Bill was found dead in the bathtub, “in a later stage of decomposition.”
The Alabama Law Enforcement Agency at that point took lead in the investigation.
“A large team of court and mental health professionals worked on a plan, with deputies, to offer aid to Chenoweth Sr. for months leading up to today,’’ Samaniego said. “This is not the outcome anyone wanted.”

A standoff was underway Tuesday, Jan. 28, 2025, in the Narrows off U.S. 280 in Shelby County.(Contributed)
On Tuesday, Price was tied up all day with clients. It was about 5:30 p.m. when she said she checked her phone to find missed calls and text messages.
A text from one of her friends, a Birmingham attorney, alerted Price to a news article about the fatal stand-off.
“That’s how I found out,’’ she said. “From what I know and what was said, there’s some CYA going on there.”
Asked if she believed her son would have shot at deputies, Price said, “It’s possible, yeah.
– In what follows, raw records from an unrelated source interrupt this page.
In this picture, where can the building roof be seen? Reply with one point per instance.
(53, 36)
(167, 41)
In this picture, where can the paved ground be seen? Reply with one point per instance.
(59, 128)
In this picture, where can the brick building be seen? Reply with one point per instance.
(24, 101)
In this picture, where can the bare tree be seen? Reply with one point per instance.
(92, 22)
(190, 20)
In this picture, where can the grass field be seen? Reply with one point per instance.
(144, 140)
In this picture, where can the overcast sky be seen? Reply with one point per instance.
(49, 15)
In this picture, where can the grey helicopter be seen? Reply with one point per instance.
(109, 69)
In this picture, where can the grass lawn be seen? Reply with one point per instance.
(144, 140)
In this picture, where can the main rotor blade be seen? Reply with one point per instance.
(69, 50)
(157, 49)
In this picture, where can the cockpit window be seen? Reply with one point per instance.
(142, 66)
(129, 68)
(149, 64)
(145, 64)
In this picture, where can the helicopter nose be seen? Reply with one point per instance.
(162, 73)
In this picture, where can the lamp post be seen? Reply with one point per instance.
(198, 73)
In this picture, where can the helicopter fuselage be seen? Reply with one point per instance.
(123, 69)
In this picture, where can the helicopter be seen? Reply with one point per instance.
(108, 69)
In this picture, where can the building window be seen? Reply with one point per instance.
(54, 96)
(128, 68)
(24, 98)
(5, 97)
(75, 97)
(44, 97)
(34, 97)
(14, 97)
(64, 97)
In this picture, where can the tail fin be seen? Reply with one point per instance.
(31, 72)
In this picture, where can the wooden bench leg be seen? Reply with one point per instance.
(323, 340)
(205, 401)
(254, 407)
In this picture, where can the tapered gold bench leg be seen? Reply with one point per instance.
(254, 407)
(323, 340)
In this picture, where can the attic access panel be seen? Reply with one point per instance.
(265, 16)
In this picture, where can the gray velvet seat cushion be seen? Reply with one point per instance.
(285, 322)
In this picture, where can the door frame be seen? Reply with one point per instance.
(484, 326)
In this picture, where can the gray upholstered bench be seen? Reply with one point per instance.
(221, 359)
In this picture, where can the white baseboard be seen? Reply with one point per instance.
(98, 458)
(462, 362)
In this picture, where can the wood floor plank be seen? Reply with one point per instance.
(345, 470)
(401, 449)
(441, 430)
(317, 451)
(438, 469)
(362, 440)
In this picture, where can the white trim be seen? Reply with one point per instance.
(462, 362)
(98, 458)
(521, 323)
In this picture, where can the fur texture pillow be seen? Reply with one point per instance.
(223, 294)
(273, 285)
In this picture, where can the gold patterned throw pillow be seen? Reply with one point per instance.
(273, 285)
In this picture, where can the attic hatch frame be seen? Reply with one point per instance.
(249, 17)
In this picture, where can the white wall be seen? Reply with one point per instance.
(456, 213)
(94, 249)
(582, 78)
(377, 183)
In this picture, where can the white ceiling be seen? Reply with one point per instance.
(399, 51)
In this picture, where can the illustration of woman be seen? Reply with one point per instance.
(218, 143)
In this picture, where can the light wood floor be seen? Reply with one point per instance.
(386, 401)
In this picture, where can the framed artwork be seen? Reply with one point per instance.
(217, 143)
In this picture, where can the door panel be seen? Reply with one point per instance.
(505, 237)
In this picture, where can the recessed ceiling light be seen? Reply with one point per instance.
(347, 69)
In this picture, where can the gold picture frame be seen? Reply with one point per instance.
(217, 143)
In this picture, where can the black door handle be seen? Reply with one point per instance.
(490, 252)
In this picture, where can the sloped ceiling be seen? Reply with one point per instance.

If he felt threatened, he would have shot.”
Previously asked if William had a gun, Price said, “I did not know, and I made that clear.”
Price said she believes Bill probably died around Christmas.
“But I think he was quite sick before then,’’ she said. “William would not have known what to do.”
“The coroner said there was a blanket nicely tucked around him, and I could see William trying to do what he could,’’ Price said.
“I honestly think he was afraid to leave the house, that it would be taken, but I don’t even know if he had that level of understanding.”
“I was sending him letters of what I was doing and why, but I’m not even convinced he actually lived there,’’ she said. “He may have been staying there since his father died. I don’t know and I don’t think anybody knows.”
Price said if the Shelby County Sheriff’s Office had such grave concerns about Bill, they would have gone into the home in November when she asked for the welfare check. She said the agency is inadequate in dealing with mental health issues.
She said changes need to be made to the system as far as the HOA debacle.
“This is a bigger issue than two people being killed,’’ she said. “It’s an issue that Alabama needs to address and it’s an issue that needs to be addressed nationwide.”
“You’ve got an elderly man who isn’t functioning and you’re taking his house from him,’’ she said. “It’s totally immoral.”
“I found out this is going on all over the country,’’ she said, “and this is elder abuse.”
Chief Deputy Clay Hammac said law enforcement faces challenges in responding to individuals in mental health crisis.
“What we know is that it requires a multitude of resources from not only law enforcement and other first responders and the court system, but the community and families as well,’’ he said.
“Our profession is continuing to evolve and focus on addressing the needs of the citizens we serve across all spectrums of crisis,’’ Hammac said.
“The greatest tool we have is the partnership with the citizens and the community we serve, specifically with understanding a holistic approach with providing safety and service.”